Resistance in internal battery, voltage source

Question

I was reading the post Which dissipates more power, a small or big resistor? and DanielSank's reply said

Now, any circuit you would reasonably call a "voltage source" must have a low internal resistance compared to typical load resistances. If it didn't then the voltage across the load would depend on the load resistance, which would mean your source isn't doing a good job of being a fixed voltage source.

If we're connecting a load to the battery, this would be in series.

Ri = 1 Ohms Fixed voltage source at 9V I = V/Ri = 9A

If we add R load in the mix, it is series so the current is the same in the circuit.
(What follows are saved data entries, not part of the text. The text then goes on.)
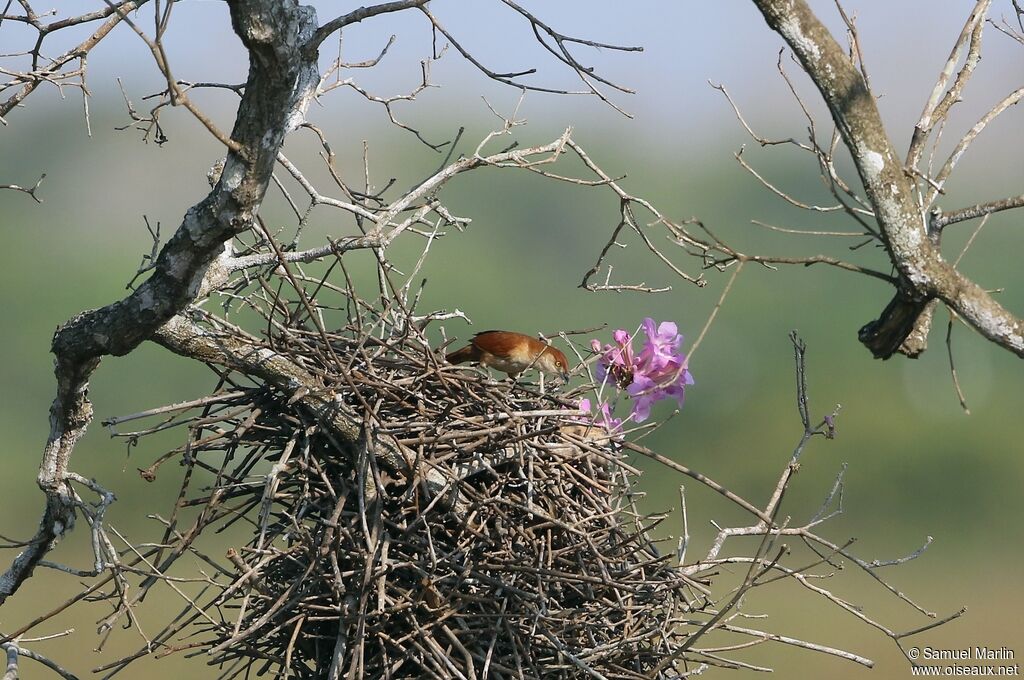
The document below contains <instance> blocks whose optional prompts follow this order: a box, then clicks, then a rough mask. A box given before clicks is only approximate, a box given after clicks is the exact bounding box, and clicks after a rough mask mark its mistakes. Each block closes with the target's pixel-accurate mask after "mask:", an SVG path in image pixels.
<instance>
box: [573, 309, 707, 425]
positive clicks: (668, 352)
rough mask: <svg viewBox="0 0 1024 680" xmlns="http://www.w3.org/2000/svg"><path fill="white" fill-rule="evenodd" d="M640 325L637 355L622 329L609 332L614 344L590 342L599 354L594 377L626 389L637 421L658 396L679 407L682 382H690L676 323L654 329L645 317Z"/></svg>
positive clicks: (684, 356)
mask: <svg viewBox="0 0 1024 680" xmlns="http://www.w3.org/2000/svg"><path fill="white" fill-rule="evenodd" d="M641 328H642V329H643V332H644V334H645V335H646V336H647V339H646V340H645V341H644V343H643V347H642V348H641V350H640V353H639V354H636V353H634V351H633V338H632V337H631V336H630V334H629V333H627V332H626V331H624V330H622V329H620V330H616V331H615V332H614V333H612V338H613V339H614V341H615V344H614V345H607V344H606V345H603V346H602V345H601V343H600V341H598V340H592V341H591V346H592V347H593V348H594V351H596V352H600V354H601V357H600V359H598V368H597V377H598V379H600V380H601V381H605V380H609V379H610V381H611V382H613V383H614V384H615V385H616V386H617V387H618V388H620V389H625V390H626V392H627V393H628V394H629V396H630V398H632V399H633V415H632V418H633V420H635V421H636V422H638V423H642V422H643V421H645V420H647V418H649V417H650V407H651V405H653V403H654V402H655V401H658V400H660V399H668V398H674V399H676V400H677V401H678V402H679V406H680V407H682V406H683V398H684V396H685V391H686V385H692V384H693V376H691V375H690V372H689V371H688V370H687V367H686V357H685V356H684V355H683V354H681V353H680V352H679V345H680V344H682V342H683V336H681V335H679V331H678V329H677V327H676V325H675V324H673V323H672V322H664V323H662V324H659V325H658V326H657V327H656V328H655V326H654V320H652V318H650V317H647V318H645V320H644V321H643V326H642V327H641ZM606 408H607V405H602V414H603V413H604V409H606ZM587 410H588V411H589V403H588V409H587ZM609 418H610V414H608V415H605V416H604V421H605V422H607V421H608V419H609ZM620 424H621V421H620Z"/></svg>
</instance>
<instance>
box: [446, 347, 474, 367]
mask: <svg viewBox="0 0 1024 680" xmlns="http://www.w3.org/2000/svg"><path fill="white" fill-rule="evenodd" d="M475 349H476V348H475V347H473V345H466V346H465V347H463V348H462V349H457V350H455V351H454V352H452V353H451V354H445V355H444V358H445V359H447V363H449V364H465V363H466V362H474V360H476V351H475Z"/></svg>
How are we going to get the voltage to be fixed other than R load to be identical or similar values to Ri? Wouldn't the voltage drop between two resistance add up to the total voltage?

Answer 1

If we model the real battery as an ideal voltage source together with an internal resistance $R_i$, and we connect a load resistor $R$ across the battery, the current is $I=\frac{V}{R+R_i}$. This is a voltage divider: the voltage across the load is $V_{load} = IR = V\frac{R}{R+R_i}$.

A good voltage source has low internal resistance (low compared to the load resistor): $R \gg R_i$, in which case $V_{load} \approx V$; the voltage across the load is (approximately) constant and does not depend strongly on the load resistance.
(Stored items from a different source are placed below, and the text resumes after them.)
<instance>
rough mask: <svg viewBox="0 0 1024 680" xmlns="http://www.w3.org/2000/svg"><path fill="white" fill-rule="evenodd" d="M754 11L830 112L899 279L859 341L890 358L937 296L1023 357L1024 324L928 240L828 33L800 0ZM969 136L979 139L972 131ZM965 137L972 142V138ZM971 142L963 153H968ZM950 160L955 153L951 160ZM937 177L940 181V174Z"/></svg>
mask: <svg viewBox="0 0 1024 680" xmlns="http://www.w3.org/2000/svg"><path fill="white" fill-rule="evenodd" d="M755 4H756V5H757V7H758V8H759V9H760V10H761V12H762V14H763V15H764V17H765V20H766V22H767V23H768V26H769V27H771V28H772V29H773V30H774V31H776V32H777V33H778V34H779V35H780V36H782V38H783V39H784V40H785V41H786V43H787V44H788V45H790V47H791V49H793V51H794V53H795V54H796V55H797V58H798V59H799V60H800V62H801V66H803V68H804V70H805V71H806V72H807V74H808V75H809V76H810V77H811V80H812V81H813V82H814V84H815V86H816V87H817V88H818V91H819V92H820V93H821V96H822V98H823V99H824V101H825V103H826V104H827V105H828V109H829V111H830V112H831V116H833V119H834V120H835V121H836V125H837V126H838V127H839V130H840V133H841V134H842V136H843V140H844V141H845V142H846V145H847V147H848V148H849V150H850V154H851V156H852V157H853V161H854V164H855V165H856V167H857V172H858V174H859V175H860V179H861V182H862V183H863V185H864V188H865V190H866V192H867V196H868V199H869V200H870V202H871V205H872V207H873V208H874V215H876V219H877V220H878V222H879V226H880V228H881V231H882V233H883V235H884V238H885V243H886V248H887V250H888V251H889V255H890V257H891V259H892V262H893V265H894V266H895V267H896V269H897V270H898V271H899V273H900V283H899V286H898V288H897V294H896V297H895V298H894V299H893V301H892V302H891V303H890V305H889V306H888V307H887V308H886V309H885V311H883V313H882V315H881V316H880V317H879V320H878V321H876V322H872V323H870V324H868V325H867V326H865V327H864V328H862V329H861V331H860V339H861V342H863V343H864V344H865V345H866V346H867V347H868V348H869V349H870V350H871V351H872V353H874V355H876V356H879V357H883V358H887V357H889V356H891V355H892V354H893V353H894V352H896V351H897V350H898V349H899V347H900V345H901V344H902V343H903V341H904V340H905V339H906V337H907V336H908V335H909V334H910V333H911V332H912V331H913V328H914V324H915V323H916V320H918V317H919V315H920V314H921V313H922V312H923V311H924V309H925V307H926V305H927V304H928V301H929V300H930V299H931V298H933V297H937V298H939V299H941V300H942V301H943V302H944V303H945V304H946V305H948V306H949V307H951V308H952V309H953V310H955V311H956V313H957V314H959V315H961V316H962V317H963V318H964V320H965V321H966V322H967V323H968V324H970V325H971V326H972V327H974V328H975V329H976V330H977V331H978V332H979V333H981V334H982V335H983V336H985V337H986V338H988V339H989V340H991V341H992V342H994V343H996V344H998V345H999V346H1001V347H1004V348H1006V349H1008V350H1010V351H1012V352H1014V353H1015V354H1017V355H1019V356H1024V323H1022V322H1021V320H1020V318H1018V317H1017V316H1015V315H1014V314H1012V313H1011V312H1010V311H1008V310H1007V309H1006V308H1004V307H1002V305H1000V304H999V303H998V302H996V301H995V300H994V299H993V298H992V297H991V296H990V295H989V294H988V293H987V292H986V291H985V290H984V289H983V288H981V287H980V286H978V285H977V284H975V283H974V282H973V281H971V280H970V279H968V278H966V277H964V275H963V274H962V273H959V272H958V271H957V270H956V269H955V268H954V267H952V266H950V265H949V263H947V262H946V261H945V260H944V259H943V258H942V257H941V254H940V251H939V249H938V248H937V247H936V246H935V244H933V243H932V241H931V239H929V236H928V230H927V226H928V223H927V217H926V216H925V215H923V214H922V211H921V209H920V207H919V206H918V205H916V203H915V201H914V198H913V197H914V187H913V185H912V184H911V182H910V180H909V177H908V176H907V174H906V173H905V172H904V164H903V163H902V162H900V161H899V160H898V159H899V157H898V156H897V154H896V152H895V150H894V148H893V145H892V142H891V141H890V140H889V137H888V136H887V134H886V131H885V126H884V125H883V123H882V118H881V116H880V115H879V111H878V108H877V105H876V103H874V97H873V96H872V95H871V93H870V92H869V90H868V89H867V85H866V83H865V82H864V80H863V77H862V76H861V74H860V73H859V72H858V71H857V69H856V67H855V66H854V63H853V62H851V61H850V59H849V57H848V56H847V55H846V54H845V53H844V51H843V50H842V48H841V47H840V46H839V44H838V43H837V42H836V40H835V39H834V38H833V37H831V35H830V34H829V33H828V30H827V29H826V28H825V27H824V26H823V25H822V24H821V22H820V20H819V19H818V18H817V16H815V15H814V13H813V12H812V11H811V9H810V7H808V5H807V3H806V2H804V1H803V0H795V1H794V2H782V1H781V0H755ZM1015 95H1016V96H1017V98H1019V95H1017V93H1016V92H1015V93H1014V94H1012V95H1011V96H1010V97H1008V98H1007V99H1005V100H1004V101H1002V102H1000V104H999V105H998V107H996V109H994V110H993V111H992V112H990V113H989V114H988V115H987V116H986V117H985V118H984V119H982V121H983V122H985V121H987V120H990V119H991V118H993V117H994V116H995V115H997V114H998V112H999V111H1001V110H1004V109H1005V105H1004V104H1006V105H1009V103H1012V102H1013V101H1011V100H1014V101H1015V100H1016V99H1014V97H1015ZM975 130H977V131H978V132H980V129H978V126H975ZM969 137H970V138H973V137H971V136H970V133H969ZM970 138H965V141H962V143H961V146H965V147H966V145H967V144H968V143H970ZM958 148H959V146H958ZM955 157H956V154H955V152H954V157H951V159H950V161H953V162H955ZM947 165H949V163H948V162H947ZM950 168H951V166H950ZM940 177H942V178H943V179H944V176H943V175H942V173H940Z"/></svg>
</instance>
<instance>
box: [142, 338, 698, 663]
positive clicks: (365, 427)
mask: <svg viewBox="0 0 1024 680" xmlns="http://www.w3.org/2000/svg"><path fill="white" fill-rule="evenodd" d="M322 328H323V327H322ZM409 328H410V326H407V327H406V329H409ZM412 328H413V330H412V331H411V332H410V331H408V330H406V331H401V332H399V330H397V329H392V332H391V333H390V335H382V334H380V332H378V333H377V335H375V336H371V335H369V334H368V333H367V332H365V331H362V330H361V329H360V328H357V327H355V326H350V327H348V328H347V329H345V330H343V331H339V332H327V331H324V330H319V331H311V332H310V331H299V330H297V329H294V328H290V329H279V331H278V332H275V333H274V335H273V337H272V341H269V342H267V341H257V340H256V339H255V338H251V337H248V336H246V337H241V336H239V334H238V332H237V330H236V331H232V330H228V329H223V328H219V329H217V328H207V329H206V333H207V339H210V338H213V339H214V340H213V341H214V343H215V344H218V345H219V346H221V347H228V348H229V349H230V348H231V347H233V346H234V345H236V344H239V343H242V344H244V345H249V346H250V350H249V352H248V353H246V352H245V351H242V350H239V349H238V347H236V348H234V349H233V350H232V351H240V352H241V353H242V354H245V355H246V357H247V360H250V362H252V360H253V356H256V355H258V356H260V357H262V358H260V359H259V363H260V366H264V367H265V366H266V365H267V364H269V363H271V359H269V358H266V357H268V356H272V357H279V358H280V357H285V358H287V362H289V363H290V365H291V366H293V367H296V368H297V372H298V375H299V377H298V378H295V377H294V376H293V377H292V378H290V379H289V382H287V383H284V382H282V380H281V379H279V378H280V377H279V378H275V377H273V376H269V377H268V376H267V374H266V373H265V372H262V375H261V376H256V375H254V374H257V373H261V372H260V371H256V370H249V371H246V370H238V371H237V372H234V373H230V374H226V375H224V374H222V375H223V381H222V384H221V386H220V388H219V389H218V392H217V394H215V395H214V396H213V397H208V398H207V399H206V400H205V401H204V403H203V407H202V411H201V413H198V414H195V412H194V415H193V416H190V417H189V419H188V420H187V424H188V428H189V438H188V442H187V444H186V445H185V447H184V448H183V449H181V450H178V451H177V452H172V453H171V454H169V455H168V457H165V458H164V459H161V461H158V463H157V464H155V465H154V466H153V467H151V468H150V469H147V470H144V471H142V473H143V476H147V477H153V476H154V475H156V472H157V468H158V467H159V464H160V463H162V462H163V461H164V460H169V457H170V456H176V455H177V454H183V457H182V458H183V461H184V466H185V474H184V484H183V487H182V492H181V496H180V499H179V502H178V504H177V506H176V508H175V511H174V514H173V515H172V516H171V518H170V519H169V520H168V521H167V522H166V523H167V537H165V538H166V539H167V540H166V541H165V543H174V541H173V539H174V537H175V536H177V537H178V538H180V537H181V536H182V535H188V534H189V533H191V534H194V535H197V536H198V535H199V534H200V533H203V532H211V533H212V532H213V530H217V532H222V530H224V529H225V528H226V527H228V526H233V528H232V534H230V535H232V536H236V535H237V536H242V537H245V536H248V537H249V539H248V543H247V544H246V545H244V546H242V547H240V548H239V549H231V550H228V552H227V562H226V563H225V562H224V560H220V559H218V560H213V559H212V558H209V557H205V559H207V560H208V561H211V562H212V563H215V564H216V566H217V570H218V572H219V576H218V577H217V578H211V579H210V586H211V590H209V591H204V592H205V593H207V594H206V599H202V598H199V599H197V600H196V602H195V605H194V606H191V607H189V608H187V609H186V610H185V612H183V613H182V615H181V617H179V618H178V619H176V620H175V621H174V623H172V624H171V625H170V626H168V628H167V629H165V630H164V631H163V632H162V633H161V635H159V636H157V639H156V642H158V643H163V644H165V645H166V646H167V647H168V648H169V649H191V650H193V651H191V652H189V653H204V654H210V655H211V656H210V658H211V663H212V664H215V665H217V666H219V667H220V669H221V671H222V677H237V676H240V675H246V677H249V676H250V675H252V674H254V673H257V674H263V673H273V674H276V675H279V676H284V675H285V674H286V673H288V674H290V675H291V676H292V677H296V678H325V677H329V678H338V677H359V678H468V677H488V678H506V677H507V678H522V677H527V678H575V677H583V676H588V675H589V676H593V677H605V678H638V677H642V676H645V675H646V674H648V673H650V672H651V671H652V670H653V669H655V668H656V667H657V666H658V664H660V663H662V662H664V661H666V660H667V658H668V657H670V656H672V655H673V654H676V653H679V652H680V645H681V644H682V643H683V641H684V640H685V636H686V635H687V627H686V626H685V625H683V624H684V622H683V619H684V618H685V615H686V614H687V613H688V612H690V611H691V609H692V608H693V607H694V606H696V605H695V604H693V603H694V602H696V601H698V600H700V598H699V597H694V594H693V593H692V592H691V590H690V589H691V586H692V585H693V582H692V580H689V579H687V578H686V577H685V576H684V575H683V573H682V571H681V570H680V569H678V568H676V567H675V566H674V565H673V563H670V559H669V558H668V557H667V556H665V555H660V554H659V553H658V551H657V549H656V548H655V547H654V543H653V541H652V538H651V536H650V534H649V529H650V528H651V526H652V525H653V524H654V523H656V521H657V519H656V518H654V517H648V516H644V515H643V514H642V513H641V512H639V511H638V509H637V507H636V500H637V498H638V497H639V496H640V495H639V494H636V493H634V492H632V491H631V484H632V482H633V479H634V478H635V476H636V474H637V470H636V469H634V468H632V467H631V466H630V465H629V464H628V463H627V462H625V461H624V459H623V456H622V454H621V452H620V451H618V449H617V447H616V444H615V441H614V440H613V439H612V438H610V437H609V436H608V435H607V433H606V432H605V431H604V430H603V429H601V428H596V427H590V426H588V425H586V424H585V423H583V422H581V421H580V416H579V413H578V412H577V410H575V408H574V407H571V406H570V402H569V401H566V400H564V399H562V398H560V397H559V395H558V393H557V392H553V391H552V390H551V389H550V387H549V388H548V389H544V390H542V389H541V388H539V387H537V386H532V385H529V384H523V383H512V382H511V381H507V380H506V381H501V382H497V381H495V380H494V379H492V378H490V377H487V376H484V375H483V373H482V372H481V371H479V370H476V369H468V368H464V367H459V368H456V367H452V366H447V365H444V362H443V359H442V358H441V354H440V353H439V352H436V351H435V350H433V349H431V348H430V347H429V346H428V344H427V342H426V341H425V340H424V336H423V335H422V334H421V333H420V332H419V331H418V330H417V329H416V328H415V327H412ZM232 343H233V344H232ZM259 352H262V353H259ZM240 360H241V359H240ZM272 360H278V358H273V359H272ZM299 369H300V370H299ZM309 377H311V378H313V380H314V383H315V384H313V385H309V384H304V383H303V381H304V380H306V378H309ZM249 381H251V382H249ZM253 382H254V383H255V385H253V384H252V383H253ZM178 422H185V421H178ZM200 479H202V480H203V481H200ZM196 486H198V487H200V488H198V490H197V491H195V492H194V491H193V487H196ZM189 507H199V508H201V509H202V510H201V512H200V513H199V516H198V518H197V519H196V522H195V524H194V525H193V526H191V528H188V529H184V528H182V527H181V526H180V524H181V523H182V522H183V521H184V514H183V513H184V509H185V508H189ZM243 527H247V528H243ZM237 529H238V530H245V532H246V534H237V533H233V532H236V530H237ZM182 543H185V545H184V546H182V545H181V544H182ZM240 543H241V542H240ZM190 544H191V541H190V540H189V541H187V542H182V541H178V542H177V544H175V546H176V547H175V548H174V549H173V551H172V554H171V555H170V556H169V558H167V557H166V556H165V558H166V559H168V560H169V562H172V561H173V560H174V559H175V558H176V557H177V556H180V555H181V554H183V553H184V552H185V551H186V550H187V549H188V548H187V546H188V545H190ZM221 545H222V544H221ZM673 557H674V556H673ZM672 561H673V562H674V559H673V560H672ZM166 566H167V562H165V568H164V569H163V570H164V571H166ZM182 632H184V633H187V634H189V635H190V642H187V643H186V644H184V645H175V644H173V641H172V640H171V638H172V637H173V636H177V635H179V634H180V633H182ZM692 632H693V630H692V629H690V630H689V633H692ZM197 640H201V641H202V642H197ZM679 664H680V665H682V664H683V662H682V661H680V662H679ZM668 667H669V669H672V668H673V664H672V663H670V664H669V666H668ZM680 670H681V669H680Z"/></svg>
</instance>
But if the load resistor is comparable to the internal resistance, you have $V_{load} \approx \frac{V}{2}$; the voltage source is not a very good voltage source any more: the voltage across the load will depend strongly on the load resistance.

Here's a graph of what $V_{load}$ looks like for a battery voltage of $9V$ with an internal resistance of $1\Omega$. As you can see for $ R \lt 10\Omega$ or so, the voltage across the load varies substantially, but as $R$ increases, $V_{load}$ approaches the voltage of the battery asymptotically:

Does this answer your question?

Answer 2

$R_{\rm i} = 1\,\Omega$
Fixed voltage source at $9 \rm V$
$I = \frac {V}{R_{\rm i}} = 9\,\rm A$

With a load resistor of $8\,\Omega$
The new current is $\frac {9} {8+1} = 1\,\rm A$ and the voltage across the load resistor is $8\times 1= 8\,\rm V$

With a load resistor of $89\,\Omega$
The new current is $\frac{9}{89+1}=0.1\,\rm A$ and the voltage across the load resistor is $89\times 0.1= 8.9\,\rm V$

With a load resistor of $899\,\Omega$
The new current is $\frac{9}{899+1}=0.01\,\rm A$ and the voltage across the load resistor is $899\times 0.01= 8.99\,\rm V$.

You will notice that as the load resistor gets larger and larger compared to the internal resistance of the power supply, the voltage across the load resistor gets closer and closer to the voltage of the power supply.